In this example, we have to evaluate in step 4 an addition on the curve to arrive at point $(x_1,y_1)$, which gives us $r$. In general, $k$ is a large number (having 256 bits, for example), so that operation can be quite expensive. Besides, if the implementation is not done properly, elliptic curve cryptography could be targeted by side-channel attacks, such as timing and cache attacks. Some elliptic curves have properties that allow for a constant-time implementation, which makes them resistant to these strategies.
Elliptic curves also appear in zk-SNARKs (zero-knowledge succint non-interactive arguments of knowledge; we'll go hunting for the SNARK on another post) to provide homomorphic hiding. The word sounds important, but the idea behind is simple. Suppose that there are two variables, $x$ and $y$ and you want (or need) to know $x+y$. The problem is, you don't know them directly, but you have their encrypted form $E(x)$ and $E(y)$. If you have homomorphic hiding, you can compute $E(x+y)=E(x)\times E(y)$, where $\times$ is the operation over the encrypted variables. So, even if you don't know the variables themselves, you can perform mathematical operations on them (and luckily, that's just what you need). This is achieved in practice by means of two elliptic curves (known as a pairing; not all elliptic curves are that sociable or get along quite well with others). To be a good match, we need that the operations can be performed as quickly as possible (among other things). A simple example is the exponential function, $f: \mathbb{R} \rightarrow \mathbb{R}^+/ f(x)=\exp(x)$. If you have $x=2.303$, $\exp(2.303)\approx 10$, $y=3$, $\exp(3)\approx 20.09$, then $\exp(x+y)=\exp(x)\exp(y)=10\times 20.09=200.9$, which is equal to $\exp(5.303)$ and $x+y=5.303$. Of course, in this case it is very easy to go back and know the exact numbers $x$, $y$ and $x+y$; in the case of elliptic curves, this is very hard, owing to the particular group structure.

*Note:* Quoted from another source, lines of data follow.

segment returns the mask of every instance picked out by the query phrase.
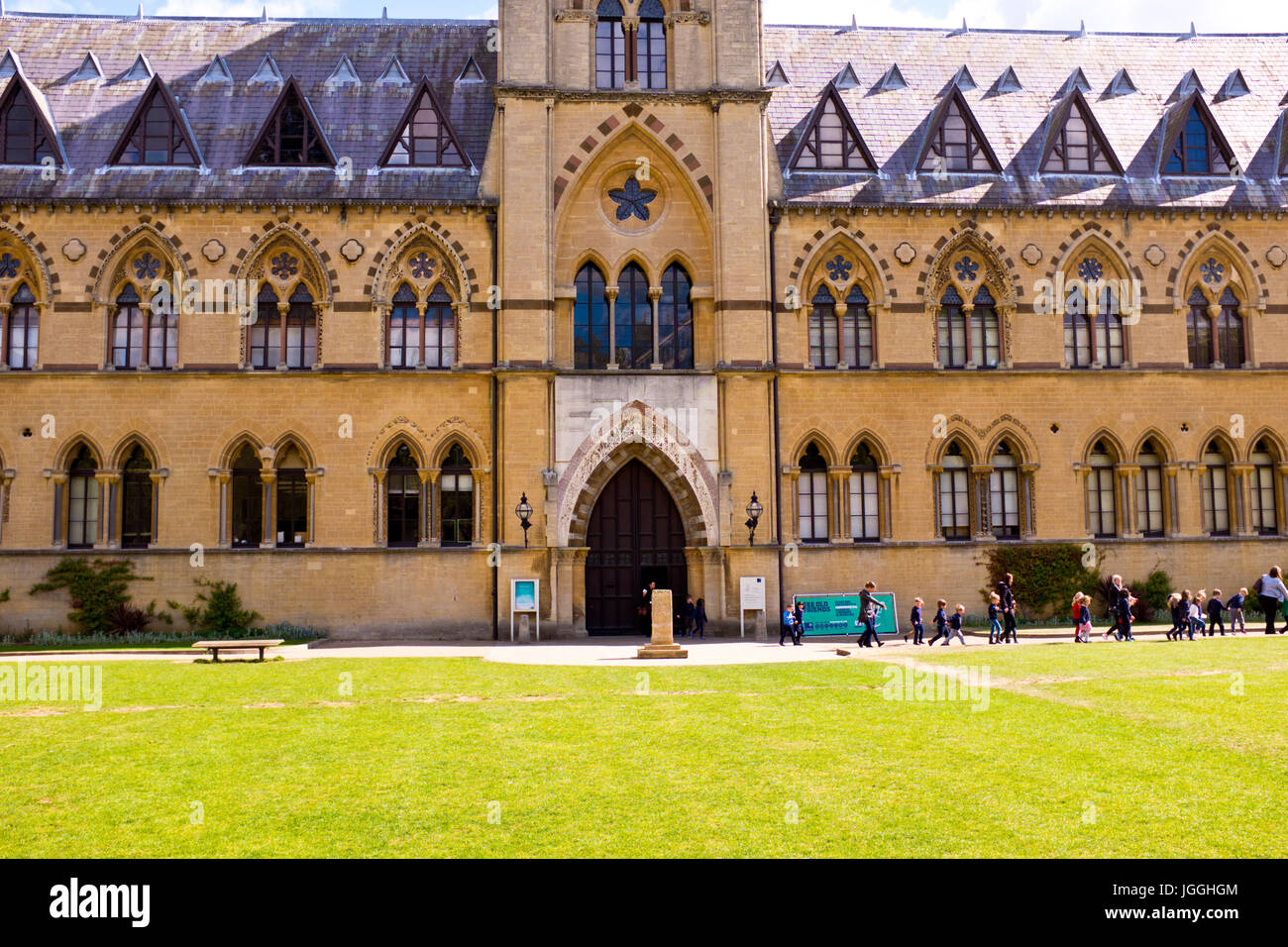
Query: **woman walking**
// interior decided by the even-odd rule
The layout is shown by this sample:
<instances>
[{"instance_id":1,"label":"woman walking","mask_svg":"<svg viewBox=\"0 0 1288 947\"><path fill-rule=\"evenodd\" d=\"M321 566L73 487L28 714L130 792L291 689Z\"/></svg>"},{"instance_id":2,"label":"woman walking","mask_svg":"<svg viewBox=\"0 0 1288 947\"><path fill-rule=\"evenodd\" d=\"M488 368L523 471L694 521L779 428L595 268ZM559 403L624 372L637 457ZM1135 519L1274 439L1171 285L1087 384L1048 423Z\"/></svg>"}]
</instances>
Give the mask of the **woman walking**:
<instances>
[{"instance_id":1,"label":"woman walking","mask_svg":"<svg viewBox=\"0 0 1288 947\"><path fill-rule=\"evenodd\" d=\"M1284 586L1283 569L1278 566L1271 566L1270 571L1261 576L1252 588L1257 593L1257 602L1261 603L1261 611L1266 615L1266 634L1273 635L1275 633L1275 616L1283 608L1284 599L1288 599L1288 588ZM1283 633L1280 631L1280 634Z\"/></svg>"}]
</instances>

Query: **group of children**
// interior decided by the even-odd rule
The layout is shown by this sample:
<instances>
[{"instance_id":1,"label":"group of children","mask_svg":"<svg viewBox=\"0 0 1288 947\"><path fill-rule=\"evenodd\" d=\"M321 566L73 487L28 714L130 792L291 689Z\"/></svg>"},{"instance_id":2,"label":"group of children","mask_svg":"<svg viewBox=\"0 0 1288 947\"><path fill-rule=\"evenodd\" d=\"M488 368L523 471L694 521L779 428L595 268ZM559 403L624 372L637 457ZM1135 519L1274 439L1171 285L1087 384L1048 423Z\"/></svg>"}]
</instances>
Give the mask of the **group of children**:
<instances>
[{"instance_id":1,"label":"group of children","mask_svg":"<svg viewBox=\"0 0 1288 947\"><path fill-rule=\"evenodd\" d=\"M1221 616L1225 612L1230 613L1230 634L1248 634L1248 627L1243 621L1243 603L1248 599L1248 590L1239 589L1238 595L1231 595L1229 602L1221 600L1221 590L1213 589L1212 598L1207 597L1203 589L1199 589L1193 595L1190 590L1173 591L1167 599L1167 607L1172 613L1172 627L1167 631L1167 640L1179 642L1182 636L1189 635L1189 639L1194 640L1194 633L1197 631L1200 636L1207 635L1208 638L1216 630L1221 631L1221 636L1225 636L1225 622ZM1204 607L1204 602L1207 606ZM1207 613L1207 622L1204 624L1203 616Z\"/></svg>"},{"instance_id":2,"label":"group of children","mask_svg":"<svg viewBox=\"0 0 1288 947\"><path fill-rule=\"evenodd\" d=\"M997 599L997 593L993 593L993 599ZM940 638L944 639L944 646L952 643L956 636L962 644L966 644L966 635L962 634L962 620L966 617L966 606L957 603L957 608L953 609L952 615L948 615L944 609L948 608L948 599L939 599L935 611L935 636L929 642L926 640L926 625L922 621L921 609L925 607L925 602L920 598L912 600L912 615L908 621L912 624L912 643L913 644L929 644L934 647L935 642ZM990 609L992 612L992 609ZM997 622L994 621L994 625ZM908 635L903 636L908 640Z\"/></svg>"}]
</instances>

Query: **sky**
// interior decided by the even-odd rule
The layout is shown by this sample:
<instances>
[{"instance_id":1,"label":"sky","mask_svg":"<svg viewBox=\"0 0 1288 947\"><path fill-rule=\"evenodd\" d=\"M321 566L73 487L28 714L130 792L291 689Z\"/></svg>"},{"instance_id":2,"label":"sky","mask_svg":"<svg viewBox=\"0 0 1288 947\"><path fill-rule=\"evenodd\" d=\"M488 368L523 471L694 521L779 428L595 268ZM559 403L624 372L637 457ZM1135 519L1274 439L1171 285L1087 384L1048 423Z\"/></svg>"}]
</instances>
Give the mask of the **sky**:
<instances>
[{"instance_id":1,"label":"sky","mask_svg":"<svg viewBox=\"0 0 1288 947\"><path fill-rule=\"evenodd\" d=\"M133 14L138 0L4 0L9 10ZM144 0L144 14L258 17L265 0ZM269 17L371 17L388 5L390 17L495 18L496 0L268 0ZM1282 0L765 0L766 23L849 23L860 26L975 27L1184 32L1288 32Z\"/></svg>"}]
</instances>

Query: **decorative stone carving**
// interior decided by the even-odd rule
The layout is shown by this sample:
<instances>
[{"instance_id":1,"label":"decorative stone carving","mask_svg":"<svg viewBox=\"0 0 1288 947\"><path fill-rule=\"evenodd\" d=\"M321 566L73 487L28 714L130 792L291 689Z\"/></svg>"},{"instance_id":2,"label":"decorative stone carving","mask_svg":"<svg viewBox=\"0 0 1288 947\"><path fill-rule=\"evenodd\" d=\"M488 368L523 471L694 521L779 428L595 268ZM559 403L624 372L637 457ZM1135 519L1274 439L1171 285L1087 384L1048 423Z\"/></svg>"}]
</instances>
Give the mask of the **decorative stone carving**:
<instances>
[{"instance_id":1,"label":"decorative stone carving","mask_svg":"<svg viewBox=\"0 0 1288 947\"><path fill-rule=\"evenodd\" d=\"M224 258L224 253L227 253L224 245L214 237L201 245L201 255L211 263L219 263Z\"/></svg>"},{"instance_id":2,"label":"decorative stone carving","mask_svg":"<svg viewBox=\"0 0 1288 947\"><path fill-rule=\"evenodd\" d=\"M349 260L349 263L357 263L366 251L367 249L353 237L349 237L340 245L340 255Z\"/></svg>"}]
</instances>

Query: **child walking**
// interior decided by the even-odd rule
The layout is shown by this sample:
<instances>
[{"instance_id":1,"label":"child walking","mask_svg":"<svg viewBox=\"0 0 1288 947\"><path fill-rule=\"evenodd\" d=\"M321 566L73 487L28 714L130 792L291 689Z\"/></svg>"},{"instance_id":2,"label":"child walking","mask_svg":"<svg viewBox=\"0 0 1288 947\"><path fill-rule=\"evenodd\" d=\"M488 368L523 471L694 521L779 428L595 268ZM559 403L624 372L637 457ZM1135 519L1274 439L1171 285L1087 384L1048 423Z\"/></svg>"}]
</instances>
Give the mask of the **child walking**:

To be able to work with elliptic curves, we need to define an operation involving the points on the curve. We can do this using the chord-and-tangent construction: given two points on the curve, we can draw a line connecting them; the line intersects the curve at a third point and we reflect it around the $x$-axis to obtain the sum (remember the picture of the curve defined over real numbers). The formulae are
$s=\frac{y_2-y_1}{x_2-x_1}$
$x_3=s^2-x_1-x_2$
$y_3=s(x_1-x_3)-y_1$
There are some special cases, such as when we want to add a point to itself (we call that "doubling"). To make things work, we need to add a special point $\mathcal{O}$, the point at infinity. The curve, together with the operation, form a finite cyclic group. In simple words, every time we add two points we get a third one which belongs to the curve (it is closed under the operation). We also have an identity point (the point at infinity, $P+\mathcal{O}$) and each point $P$ has an inverse $P^\prime$, such that $P+P^\prime=\mathcal{O}$. Moreover, the elements of the group can be generared by repeteadly adding a point $g$ (the generator) to itself. In other words, for $P$ in the group, there is some $k$ such that $kg=P$. If we are given $k$, we can quickly calculate $P$, but doing the operation the other way around (that is, given $P$, find $k$) can be very difficult (this is known as the discrete logarithm problem) and we used this idea in a previous paragraph.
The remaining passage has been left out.